More About Relationships
A central aspect of the Knowledge Network, as depicted in Figure 1, is the relationships between the ‘nodes’ or elements of the network. As an example, ‘People’ can have the following standard relationships:
- To other People, by virtue of Collaboration, Association, and so on.
- To Trusted Data Repositories, by Depositing Research Outputs.
- To their own Research Outputs, through Authorship.
- Indirectly to Coverages, by virtue of Interest in Topics, Locations, and Time Periods.
- By being Hosted or Employed by Institutions.
Many of these relationships are implicit in metadata, but cannot easily be extracted by others. For example, the fact that two people are co-authors of a dataset implies collaboration, but this cannot easily be determined from metadata. The Knowledge Network mines metadata, amongst other sources, for these relationships, but it can also be contributed from many other sources. At a minimum, simple interfaces should be available to commit metadata, originating in a number of domain standards, to the Knowledge Network as and when it is created/updated. Collaboration with DataCite (WDS Partner Member) will be key in this regard.

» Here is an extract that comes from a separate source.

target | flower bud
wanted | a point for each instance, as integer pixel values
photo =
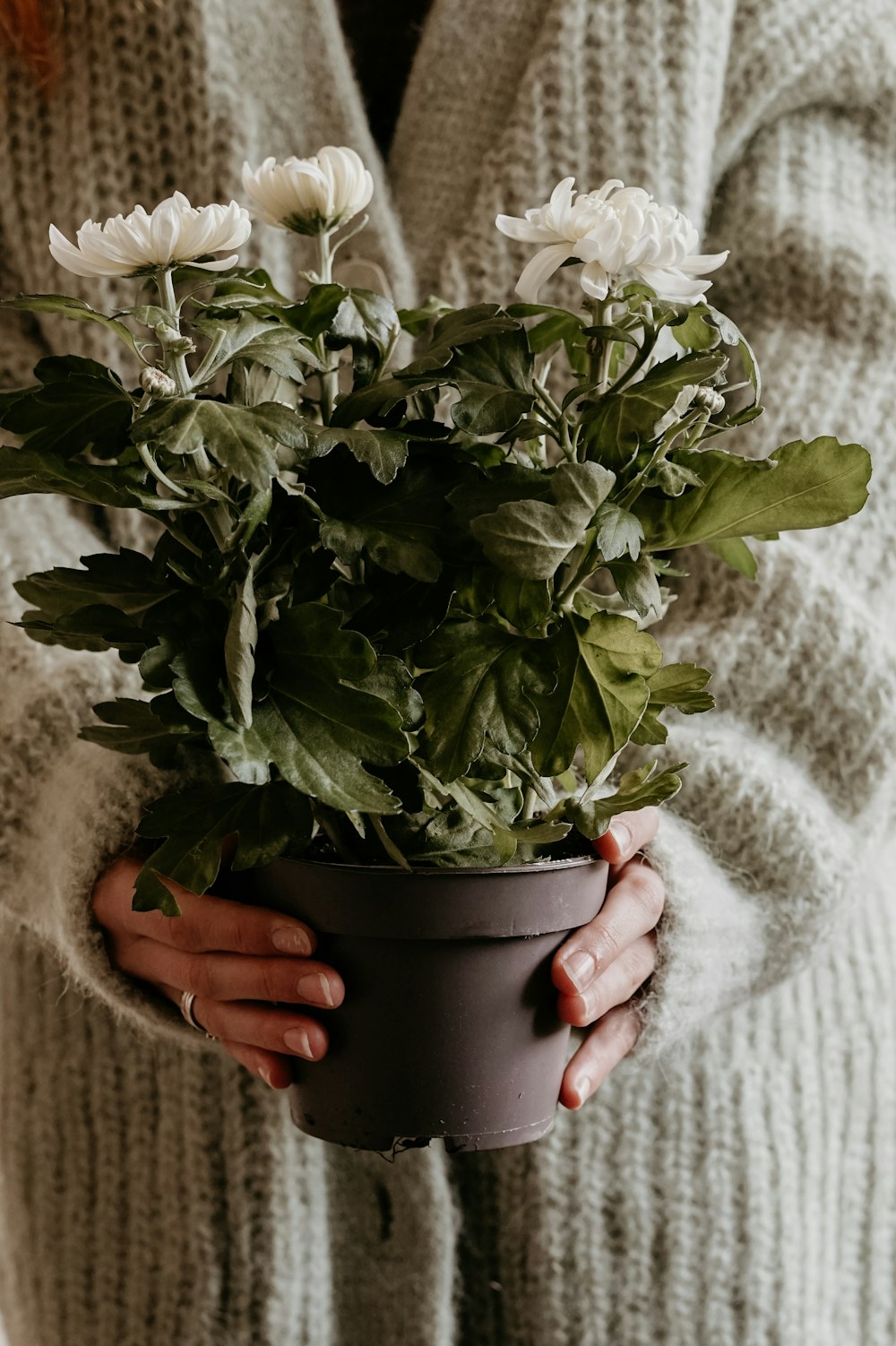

Leveraging Existing Infrastructure
Several elements of the Knowledge Network exist already; for example, DataCite assists with the allocation of Digital Object Identifiers (DOIs) to some research outputs (data specifically), ORCID (WDS Partner Member) assigns permanent identifiers to researchers, and so on. Figure 2 identifies these existing components—provisionally, at this point.

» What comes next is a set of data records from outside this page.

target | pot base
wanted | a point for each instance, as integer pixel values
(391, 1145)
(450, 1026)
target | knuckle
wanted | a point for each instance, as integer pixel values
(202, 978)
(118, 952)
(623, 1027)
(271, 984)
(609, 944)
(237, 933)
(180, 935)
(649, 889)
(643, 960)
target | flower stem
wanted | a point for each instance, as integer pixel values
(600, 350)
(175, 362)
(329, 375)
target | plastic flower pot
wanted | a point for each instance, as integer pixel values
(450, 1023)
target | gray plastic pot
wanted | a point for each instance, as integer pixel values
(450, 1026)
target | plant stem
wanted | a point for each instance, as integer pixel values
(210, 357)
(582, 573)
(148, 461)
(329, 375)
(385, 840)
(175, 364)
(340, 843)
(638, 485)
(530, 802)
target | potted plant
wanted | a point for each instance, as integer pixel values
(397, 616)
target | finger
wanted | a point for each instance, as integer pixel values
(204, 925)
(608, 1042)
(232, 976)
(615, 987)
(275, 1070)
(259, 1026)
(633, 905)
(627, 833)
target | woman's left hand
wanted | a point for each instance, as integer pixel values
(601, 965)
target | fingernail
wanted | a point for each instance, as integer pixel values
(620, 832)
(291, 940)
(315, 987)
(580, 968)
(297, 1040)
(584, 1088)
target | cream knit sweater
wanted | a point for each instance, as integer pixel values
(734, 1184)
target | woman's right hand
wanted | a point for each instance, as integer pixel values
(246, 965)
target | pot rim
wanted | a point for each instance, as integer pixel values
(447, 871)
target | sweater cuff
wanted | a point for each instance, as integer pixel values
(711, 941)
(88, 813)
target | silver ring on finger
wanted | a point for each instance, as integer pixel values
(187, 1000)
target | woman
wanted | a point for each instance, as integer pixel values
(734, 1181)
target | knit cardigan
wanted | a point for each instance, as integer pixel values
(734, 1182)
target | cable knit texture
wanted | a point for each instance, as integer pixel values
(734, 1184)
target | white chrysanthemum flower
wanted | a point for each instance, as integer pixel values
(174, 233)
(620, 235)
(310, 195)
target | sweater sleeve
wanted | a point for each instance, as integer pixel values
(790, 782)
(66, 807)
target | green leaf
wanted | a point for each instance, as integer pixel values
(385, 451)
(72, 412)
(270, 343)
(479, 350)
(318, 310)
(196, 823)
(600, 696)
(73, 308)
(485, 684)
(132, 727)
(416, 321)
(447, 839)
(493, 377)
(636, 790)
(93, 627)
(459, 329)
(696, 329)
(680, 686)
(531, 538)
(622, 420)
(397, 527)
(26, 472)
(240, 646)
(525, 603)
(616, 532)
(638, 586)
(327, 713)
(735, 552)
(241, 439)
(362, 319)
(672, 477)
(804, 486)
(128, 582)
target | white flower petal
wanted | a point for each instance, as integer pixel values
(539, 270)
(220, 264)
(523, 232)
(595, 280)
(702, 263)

Specific actions that can form part of an initial phase of implementation include:
- Collaboration with DataCite, leveraging on the merger between re3data, DataBib, and DataCite to establish a Registry of Trusted Data Repositories. This is a subset of the registry envisaged by DataCite, or an independent extension of the registry that aggregates quality and certification properties (CoreTrustSeal, ISO 16363, etc.), managed by WDS.
- Inclusion of ORCID as a major registry of permanent identifiers for researchers.
- DOIs for citable datasets, as provided by DataCite.
- Relationships mined from IWDS and possibly DataCite metadata, supplemented by information from the WDS membership.
The Knowledge Network can grow in subsequent phases in three ways:
- Extending to other elements (topic coverages, institutions, publishers, funders).
- Inclusion of repositories that do not necessarily form part of the WDS membership.
- Contribution of relationships that do not originate from metadata.
All of these are desirable extensions, and improve the utility of the Knowledge Network for users.